A miracle finally happened in Minnesota. Spring arrived. I can’t focus. I spent time in the dirt yesterday. I scoped out my tulips, crocuses (crocii?) and daffodils, uncovered, after a long winter’s rest. It’s a week of endings and beginnings for me and as much as I think I should write or at least should want to write, I don’t. I want dirt under my nails, mud on my boots, stray leaves and grass in my hair. I want to stand up, straightening sore knees and legs after laboring over a plot of soil. I want to smell when the rain is coming and admire, once again, the hardiness and resilience of nature.

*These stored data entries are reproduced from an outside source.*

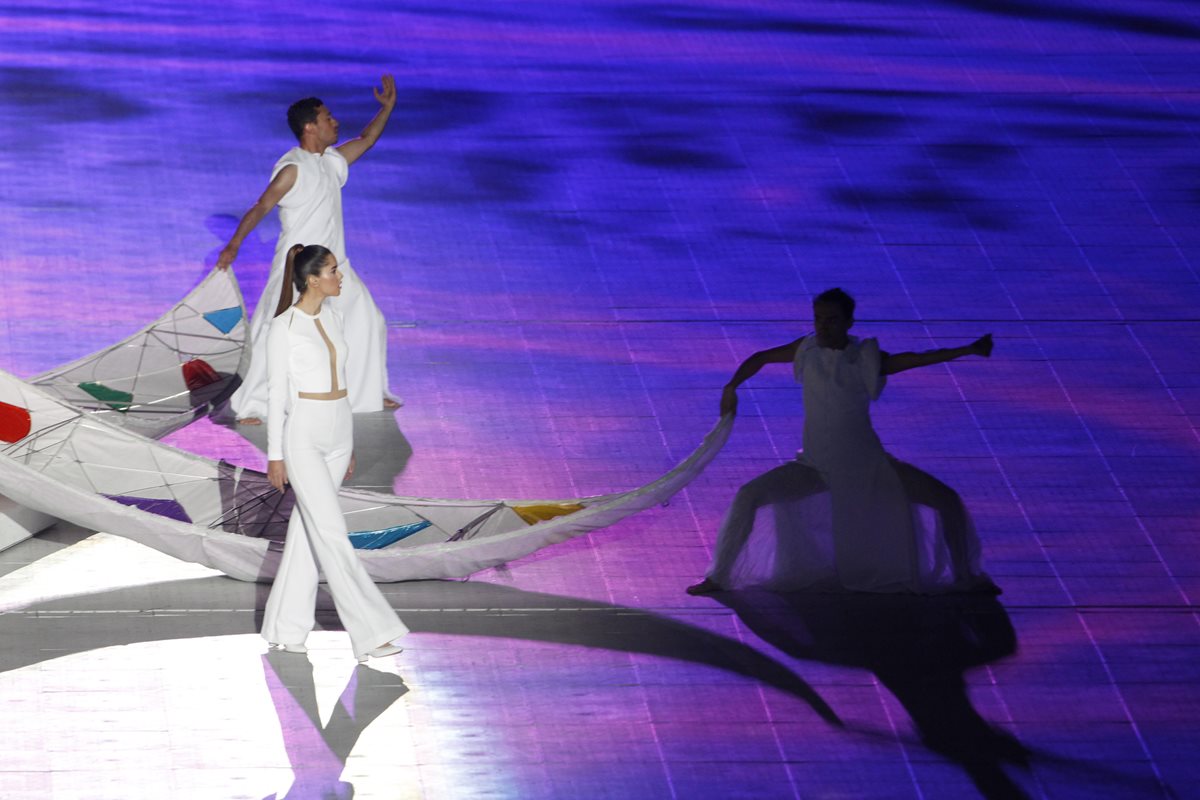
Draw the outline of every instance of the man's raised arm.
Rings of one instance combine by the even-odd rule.
[[[391,75],[383,76],[382,90],[375,88],[372,91],[375,93],[375,99],[379,101],[379,111],[375,112],[375,118],[367,127],[363,128],[362,134],[357,139],[351,139],[345,144],[337,146],[338,152],[346,159],[347,164],[358,161],[363,153],[375,146],[383,129],[387,127],[388,117],[392,116],[392,109],[396,107],[396,81]]]
[[[238,223],[237,230],[233,232],[229,243],[221,250],[221,254],[217,256],[217,269],[229,269],[233,265],[234,259],[237,258],[238,250],[242,247],[242,242],[250,235],[250,231],[262,222],[263,217],[270,213],[271,209],[279,204],[283,196],[291,191],[296,185],[296,167],[288,164],[271,179],[267,184],[266,191],[262,196],[255,201],[254,205],[250,206],[250,210],[242,215],[241,222]]]

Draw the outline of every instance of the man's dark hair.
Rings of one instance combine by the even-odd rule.
[[[317,109],[323,105],[316,97],[306,97],[288,107],[288,127],[296,134],[297,140],[304,135],[305,125],[317,121]]]
[[[826,289],[813,298],[813,305],[815,306],[817,303],[832,303],[841,306],[846,319],[854,319],[854,298],[841,289]]]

A Northern Flicker captured my attention for the good part of an hour on Saturday. They’re the only woodpecker that walks along the ground to find food, hopping back and forth between ground and surrounding trees. Rabbits graze in the yard, delighted by the salad bar now revealed. Gnawed bushes and shrubs show evidence that they did what they needed to do to survive the deep snows.
Black-capped chickadees are flitting in and out of the dried grape vines and robins are hopping about, gathering up their body weight in grass for nests in progress. Mallards are squawking loudly when neighborhood cats are in the proximity. The ducks have picked a nesting site near the drainage creek that has formed at the bottom of the yard.
It’s been too long. It’s taken us a few days to catch on that winter is gone. Pale and mole-like, people come outside, shading their eyes against the brilliant sunlight. We see neighbors that we haven’t seen in months. Everyone is a little pudgier. The melted snow has left vestiges of salt and sand everywhere. Children wobble haphazardly on bikes – a momentary lapse in memory. An old man roars by on a motorcycle, a declaration of resilience. He made it through another winter.
People have thrown themselves into a flurry of activity – yard work, roof fixing, car washing. They’ve spent months using their labor capital for shoveling and making vehicles run, walking recalcitrant dogs, who lifted paws in protestation of the bitter cold. The pent up energy needs to run its course before hammocks and lemonade and a need for shade.
I am taking the week off to take it all in. I can hardly make myself sit still or be in front of the computer. My winter-addled mind drags me out into the sunshine, unable to stay inside one minute longer. Spinach and green bean seeds to sow, patches of garden to till, soil samples to send…this is the world I dreamed of in January, while flipping morosely through my seed catalog. It’s finally here and I’m going outside to reacquaint myself with the light. Keep well, my friends.